Pour celle-ci, les capteurs en pérovskite présentent un avantage décisif. Les chercheurs peuvent contrôler très précisément les plages de longueurs d'onde qu'ils absorbent – pour chaque couche. « Avec la pérovskite, nous pouvons définir de nombreux canaux de couleur qui se distinguent clairement les uns des autres », explique Sergii Yakunin. Le silicium, avec son large spectre d'absorption, nécessite pour cela de nombreux filtres et des algorithmes informatiques complexes. « C'est déjà très peu pratique pour un nombre relativement faible de couleurs », résume Maksym Kovalenko. Les capteurs d'images hyperspectrales en pérovskite pourraient par exemple être utilisés dans le domaine des analyses médicales ou de la surveillance automatisée de l'agriculture et de l'environnement.

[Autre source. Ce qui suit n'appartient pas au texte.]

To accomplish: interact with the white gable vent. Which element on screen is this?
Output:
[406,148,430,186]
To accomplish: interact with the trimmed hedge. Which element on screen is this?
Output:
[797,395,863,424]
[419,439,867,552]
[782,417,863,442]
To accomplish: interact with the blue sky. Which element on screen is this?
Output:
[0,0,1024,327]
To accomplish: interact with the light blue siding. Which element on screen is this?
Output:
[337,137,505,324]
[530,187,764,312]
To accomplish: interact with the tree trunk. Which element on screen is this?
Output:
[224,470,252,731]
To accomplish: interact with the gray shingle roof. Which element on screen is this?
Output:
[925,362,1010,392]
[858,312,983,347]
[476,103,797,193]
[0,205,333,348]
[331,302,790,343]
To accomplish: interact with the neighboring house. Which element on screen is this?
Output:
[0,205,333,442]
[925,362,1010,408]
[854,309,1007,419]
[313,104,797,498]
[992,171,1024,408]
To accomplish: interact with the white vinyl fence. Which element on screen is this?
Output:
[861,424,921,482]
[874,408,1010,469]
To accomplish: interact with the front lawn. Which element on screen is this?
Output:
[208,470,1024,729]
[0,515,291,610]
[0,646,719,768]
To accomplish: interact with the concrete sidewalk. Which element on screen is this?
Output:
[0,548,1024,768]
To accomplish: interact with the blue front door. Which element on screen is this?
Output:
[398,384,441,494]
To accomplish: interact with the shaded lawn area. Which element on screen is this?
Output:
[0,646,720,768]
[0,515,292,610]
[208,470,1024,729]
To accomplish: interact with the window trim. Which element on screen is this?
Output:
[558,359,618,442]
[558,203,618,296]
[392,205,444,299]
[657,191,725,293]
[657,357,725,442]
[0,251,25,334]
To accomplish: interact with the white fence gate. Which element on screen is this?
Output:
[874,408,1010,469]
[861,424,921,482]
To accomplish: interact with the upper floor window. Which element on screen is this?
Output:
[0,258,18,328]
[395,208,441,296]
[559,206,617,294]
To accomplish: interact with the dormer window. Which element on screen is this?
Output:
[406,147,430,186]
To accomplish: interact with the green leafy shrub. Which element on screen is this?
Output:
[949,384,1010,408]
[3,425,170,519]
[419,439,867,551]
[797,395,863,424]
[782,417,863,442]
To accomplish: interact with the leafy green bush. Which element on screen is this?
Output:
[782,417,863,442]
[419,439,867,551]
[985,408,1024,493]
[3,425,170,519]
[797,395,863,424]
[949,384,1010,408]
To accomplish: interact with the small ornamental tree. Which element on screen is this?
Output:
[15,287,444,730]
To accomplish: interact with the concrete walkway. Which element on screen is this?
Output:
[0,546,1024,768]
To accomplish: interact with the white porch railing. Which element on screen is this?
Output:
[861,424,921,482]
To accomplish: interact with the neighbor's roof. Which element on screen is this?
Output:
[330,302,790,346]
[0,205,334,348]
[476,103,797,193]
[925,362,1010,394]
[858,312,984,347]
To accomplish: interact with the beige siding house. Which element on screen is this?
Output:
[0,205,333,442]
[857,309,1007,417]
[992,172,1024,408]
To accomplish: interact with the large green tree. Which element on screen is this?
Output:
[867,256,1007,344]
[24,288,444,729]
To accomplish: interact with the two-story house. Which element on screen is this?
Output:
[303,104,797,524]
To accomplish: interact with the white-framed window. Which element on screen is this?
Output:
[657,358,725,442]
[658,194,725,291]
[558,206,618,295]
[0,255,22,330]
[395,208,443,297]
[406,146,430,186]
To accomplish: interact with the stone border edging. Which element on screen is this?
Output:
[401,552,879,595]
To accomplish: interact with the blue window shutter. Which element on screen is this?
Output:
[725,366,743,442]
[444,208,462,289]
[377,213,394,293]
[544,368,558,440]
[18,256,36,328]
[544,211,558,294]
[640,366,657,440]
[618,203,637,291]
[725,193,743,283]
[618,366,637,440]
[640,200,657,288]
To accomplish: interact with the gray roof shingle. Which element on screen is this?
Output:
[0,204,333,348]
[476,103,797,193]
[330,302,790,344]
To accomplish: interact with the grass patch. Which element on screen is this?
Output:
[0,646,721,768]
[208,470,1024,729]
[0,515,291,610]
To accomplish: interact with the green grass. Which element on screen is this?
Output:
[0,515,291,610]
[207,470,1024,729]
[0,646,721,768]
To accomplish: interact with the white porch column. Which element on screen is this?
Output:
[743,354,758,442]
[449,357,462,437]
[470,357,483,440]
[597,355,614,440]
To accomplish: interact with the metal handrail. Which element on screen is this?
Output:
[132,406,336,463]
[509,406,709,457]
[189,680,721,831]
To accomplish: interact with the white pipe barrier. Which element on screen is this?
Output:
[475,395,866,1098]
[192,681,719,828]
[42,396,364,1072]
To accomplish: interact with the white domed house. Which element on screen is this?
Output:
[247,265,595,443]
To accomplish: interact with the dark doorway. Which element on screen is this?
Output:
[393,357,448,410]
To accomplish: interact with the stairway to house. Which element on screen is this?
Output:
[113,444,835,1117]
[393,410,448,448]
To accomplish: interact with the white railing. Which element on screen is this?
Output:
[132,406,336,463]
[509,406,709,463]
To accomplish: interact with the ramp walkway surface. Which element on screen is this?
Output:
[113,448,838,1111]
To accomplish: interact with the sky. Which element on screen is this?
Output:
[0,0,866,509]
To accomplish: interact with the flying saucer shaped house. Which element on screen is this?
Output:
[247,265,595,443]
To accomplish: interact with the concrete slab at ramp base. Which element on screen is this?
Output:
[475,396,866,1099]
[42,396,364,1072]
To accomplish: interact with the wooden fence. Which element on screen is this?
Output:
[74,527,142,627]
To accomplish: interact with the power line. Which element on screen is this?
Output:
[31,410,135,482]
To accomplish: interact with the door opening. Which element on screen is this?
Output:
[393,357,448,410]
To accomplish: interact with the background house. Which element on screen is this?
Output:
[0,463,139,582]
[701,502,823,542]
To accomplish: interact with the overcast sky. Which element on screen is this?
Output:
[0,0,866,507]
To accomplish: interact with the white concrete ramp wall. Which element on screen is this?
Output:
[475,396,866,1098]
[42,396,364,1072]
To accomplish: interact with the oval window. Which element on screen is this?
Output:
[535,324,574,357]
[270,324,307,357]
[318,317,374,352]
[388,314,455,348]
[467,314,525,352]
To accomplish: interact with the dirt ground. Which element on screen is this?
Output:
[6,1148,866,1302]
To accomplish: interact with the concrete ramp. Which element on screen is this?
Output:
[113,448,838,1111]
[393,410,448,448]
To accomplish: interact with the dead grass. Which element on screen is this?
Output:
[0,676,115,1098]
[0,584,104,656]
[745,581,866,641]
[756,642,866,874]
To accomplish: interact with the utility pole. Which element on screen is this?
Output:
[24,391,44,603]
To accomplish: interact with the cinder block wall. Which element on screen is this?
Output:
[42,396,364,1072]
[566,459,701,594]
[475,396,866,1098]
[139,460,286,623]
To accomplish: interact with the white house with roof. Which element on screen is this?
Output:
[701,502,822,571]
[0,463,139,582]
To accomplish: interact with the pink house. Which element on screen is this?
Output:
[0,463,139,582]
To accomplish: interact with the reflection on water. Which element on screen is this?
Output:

Dans une prochaine étape, les chercheurs veulent encore réduire la taille de leurs capteurs d'images en pérovskite tout en augmentant le nombre de pixels. Leurs deux prototypes ont des tailles de pixels comprises entre 0,5 et 1 millimètre. Dans les capteurs d'images commerciaux, les pixels sont de l'ordre du micromètre. « Il devrait même être possible de fabriquer des pixels encore plus petits en pérovskite qu'en silicium », explique Sergii Yakunin. Les connexions électroniques et les techniques de traitement doivent également être adaptées à la nouvelle technologie. « L'électronique de lecture actuelle est optimisée pour le silicium. Mais la pérovskite est un autre semi-conducteur, avec d'autres propriétés matérielles », explique Maksym Kovalenko. Les chercheurs en sont toutefois convaincus : ces défis peuvent être surmontés.